Cyclists and pedestrians have a lot of shared interests: traffic fatalities are one of the leading causes of death in this country, and while many of these deaths are motorists hitting motoriests, a great many of them are motorists hitting cyclists and pedestrians. So, per mile travelled, walking is the most dangerous way to travel in this country, bar none. Cyclists and pedestrians want to get to where they're going without being killed, and destinations to be relatively close. These issues are often put in confrontational terms, but we all share these needs; cyclists are also drivers, most people teach their kids to ride a bike (and don't want them hit). And of course, we are all bipeds.

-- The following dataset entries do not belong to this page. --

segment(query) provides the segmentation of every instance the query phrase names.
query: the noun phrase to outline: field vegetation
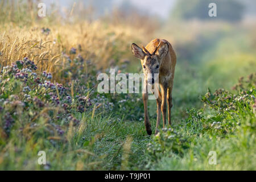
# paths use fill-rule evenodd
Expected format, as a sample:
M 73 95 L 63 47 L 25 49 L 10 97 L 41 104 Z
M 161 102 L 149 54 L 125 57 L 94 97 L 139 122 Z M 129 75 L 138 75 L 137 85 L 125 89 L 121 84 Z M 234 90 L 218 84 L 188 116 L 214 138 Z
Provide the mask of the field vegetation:
M 256 169 L 255 21 L 95 19 L 80 4 L 40 18 L 28 2 L 0 6 L 0 169 Z M 99 94 L 96 78 L 142 73 L 131 44 L 155 38 L 177 61 L 172 125 L 148 136 L 141 94 Z M 156 109 L 150 101 L 153 131 Z

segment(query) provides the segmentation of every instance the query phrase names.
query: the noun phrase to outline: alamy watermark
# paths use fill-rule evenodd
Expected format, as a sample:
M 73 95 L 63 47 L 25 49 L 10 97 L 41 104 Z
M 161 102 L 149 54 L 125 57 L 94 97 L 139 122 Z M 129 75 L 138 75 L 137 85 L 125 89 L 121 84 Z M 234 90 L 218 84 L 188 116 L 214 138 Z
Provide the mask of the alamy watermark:
M 38 159 L 38 164 L 39 165 L 46 164 L 46 154 L 44 151 L 40 151 L 38 154 L 38 156 L 40 156 Z
M 45 17 L 46 16 L 46 5 L 43 3 L 40 3 L 38 5 L 39 9 L 38 11 L 38 15 L 39 17 Z
M 214 2 L 210 3 L 208 6 L 209 8 L 210 9 L 208 11 L 208 15 L 210 17 L 216 17 L 217 16 L 217 5 L 216 3 Z
M 216 165 L 217 164 L 217 153 L 216 151 L 210 151 L 209 154 L 208 156 L 210 156 L 210 157 L 209 158 L 209 164 L 210 165 Z

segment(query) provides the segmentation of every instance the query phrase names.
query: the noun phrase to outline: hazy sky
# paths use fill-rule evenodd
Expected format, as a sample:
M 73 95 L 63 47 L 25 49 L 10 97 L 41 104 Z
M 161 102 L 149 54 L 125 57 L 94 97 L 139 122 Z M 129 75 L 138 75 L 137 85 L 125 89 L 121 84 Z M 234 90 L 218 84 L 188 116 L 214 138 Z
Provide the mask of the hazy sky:
M 72 5 L 74 2 L 77 2 L 79 0 L 42 0 L 41 1 L 49 5 L 52 3 L 61 5 L 63 6 L 68 6 Z M 105 7 L 106 9 L 110 8 L 108 6 L 109 0 L 82 0 L 85 3 L 96 2 L 98 6 L 101 6 L 102 9 L 102 6 Z M 147 11 L 149 14 L 156 14 L 160 17 L 166 18 L 170 14 L 170 10 L 173 7 L 175 2 L 176 0 L 112 0 L 114 5 L 118 5 L 125 1 L 128 1 L 134 6 Z M 104 8 L 104 7 L 103 7 Z
M 125 0 L 114 0 L 117 3 Z M 170 10 L 173 7 L 176 0 L 130 0 L 135 6 L 155 14 L 162 18 L 169 15 Z

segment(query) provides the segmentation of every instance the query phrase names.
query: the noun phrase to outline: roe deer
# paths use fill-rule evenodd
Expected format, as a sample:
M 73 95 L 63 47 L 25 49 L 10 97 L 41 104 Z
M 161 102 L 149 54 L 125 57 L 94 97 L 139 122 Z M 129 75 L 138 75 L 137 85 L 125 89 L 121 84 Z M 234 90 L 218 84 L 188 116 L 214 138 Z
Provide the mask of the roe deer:
M 146 48 L 142 46 L 142 50 L 136 44 L 131 44 L 131 50 L 134 56 L 141 59 L 144 73 L 144 87 L 147 84 L 154 85 L 155 79 L 152 75 L 159 74 L 159 84 L 161 92 L 159 93 L 156 99 L 157 119 L 155 134 L 158 132 L 158 127 L 160 120 L 160 111 L 163 116 L 163 127 L 166 125 L 166 100 L 168 105 L 168 123 L 171 125 L 171 108 L 172 104 L 172 90 L 174 85 L 174 72 L 176 56 L 171 44 L 167 40 L 155 39 L 151 40 Z M 156 87 L 157 88 L 157 87 Z M 144 104 L 144 124 L 148 135 L 152 134 L 147 111 L 148 91 L 142 94 Z

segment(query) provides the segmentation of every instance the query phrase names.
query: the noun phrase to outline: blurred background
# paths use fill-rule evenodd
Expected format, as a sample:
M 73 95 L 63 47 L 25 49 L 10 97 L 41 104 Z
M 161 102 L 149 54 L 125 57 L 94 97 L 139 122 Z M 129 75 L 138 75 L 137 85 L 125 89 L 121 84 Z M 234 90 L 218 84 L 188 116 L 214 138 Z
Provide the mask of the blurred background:
M 38 15 L 40 2 L 46 5 L 45 17 Z M 212 2 L 217 6 L 216 17 L 208 15 Z M 256 69 L 254 0 L 2 0 L 0 9 L 2 32 L 7 30 L 5 40 L 10 45 L 16 38 L 16 42 L 30 40 L 28 46 L 33 46 L 31 39 L 56 43 L 26 53 L 39 69 L 52 72 L 56 80 L 63 79 L 56 69 L 64 60 L 51 57 L 72 47 L 100 71 L 117 65 L 122 68 L 121 72 L 141 72 L 130 45 L 146 46 L 156 38 L 168 40 L 177 55 L 174 90 L 177 104 L 196 105 L 199 96 L 208 88 L 231 89 L 237 79 Z M 51 33 L 46 31 L 42 35 L 43 27 L 49 27 Z M 16 36 L 7 39 L 9 34 Z M 0 44 L 0 49 L 5 45 Z M 48 49 L 51 51 L 43 59 L 37 59 Z M 24 55 L 19 51 L 10 56 L 9 51 L 2 54 L 19 59 Z M 3 64 L 8 64 L 7 60 Z M 129 63 L 121 67 L 123 63 Z M 179 108 L 184 112 L 183 107 Z

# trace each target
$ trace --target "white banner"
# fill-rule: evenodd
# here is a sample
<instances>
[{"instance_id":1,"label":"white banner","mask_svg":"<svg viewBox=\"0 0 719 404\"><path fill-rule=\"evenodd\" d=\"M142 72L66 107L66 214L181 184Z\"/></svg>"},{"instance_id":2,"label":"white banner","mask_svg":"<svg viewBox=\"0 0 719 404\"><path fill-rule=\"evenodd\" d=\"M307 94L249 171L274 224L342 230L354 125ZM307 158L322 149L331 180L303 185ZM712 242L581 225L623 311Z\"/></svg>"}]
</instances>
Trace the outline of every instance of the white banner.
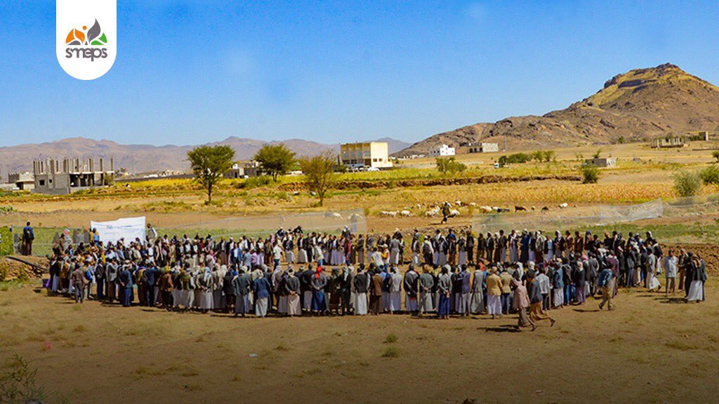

Safer for some of us is safer for all of us, as Tom Vanderbilt points out in his fair, awesome, and worth-reading article "Rage Against Your Machine" in Outside, March 2011:
As various studies have found, the more cyclists and cycling infrastructure a town has, the safer it becomes statistically, not just for cyclists but for drivers and pedestrians alike. When New York City put a protected bike lane on Ninth Avenue, some protested it as unsafe for people on foot. But since the lane's opening, pedestrian injuries on Ninth have dropped by 29 percent. Last year, as miles of bike lanes were added, New York had its best pedestrian-safety record ever.So this seems like the perfect label to re-appropriate, under which cyclists and pedestrians can advocate together for our common interests in safe, two-legged locomotion. Call me a bipedalist.
EDIT
It's the way of these things that noone can ever stop. More Cassidy, Salmon, and some Olaf Storbeck.
EDIT 2
Matthew Shaer has a great piece in New York, "Not Quite Copenhagen", on the Prospect Park West bike lane controversy. It's a long piece worth reading in full, but here are some random, our-of-context fun facts:
Bike lanes are relatively easy to install. The Prospect Park West path, with all its safety paraphernalia, was built in about a month; unprotected lanes can be created in a matter of days. Bike lanes are also inexpensive. The Bloomberg administration estimates that over the past four years, the city has spent $11 million installing bike lanes, with two thirds of that cash provided by the federal government. Over the same period, the city spent $1.5 billion on street repair alone. And since streets with protected bike lanes see 40 percent fewer accidents, according to City Hall, and traffic crashes set the city back over $4 billion a year, bike lanes can actually save New York money. They also cut pollution, which is good for everyone. Bike lanes, when framed this way, are just common sense.
...Still, the Ninth Avenue lane is an ideal place to experience the unfettered freedom that can come with riding a bike in New York. As any urban rider (and I am one of them) can attest, there is something infinitely joyful in putting foot to pedal, something intoxicating in not being bound by the whims of a bus driver or subway conductor or thick tangles of crosstown traffic. Whipping down the street, completely protected from the cars zooming by just a few feet away, may be the closest any New Yorker comes to flying.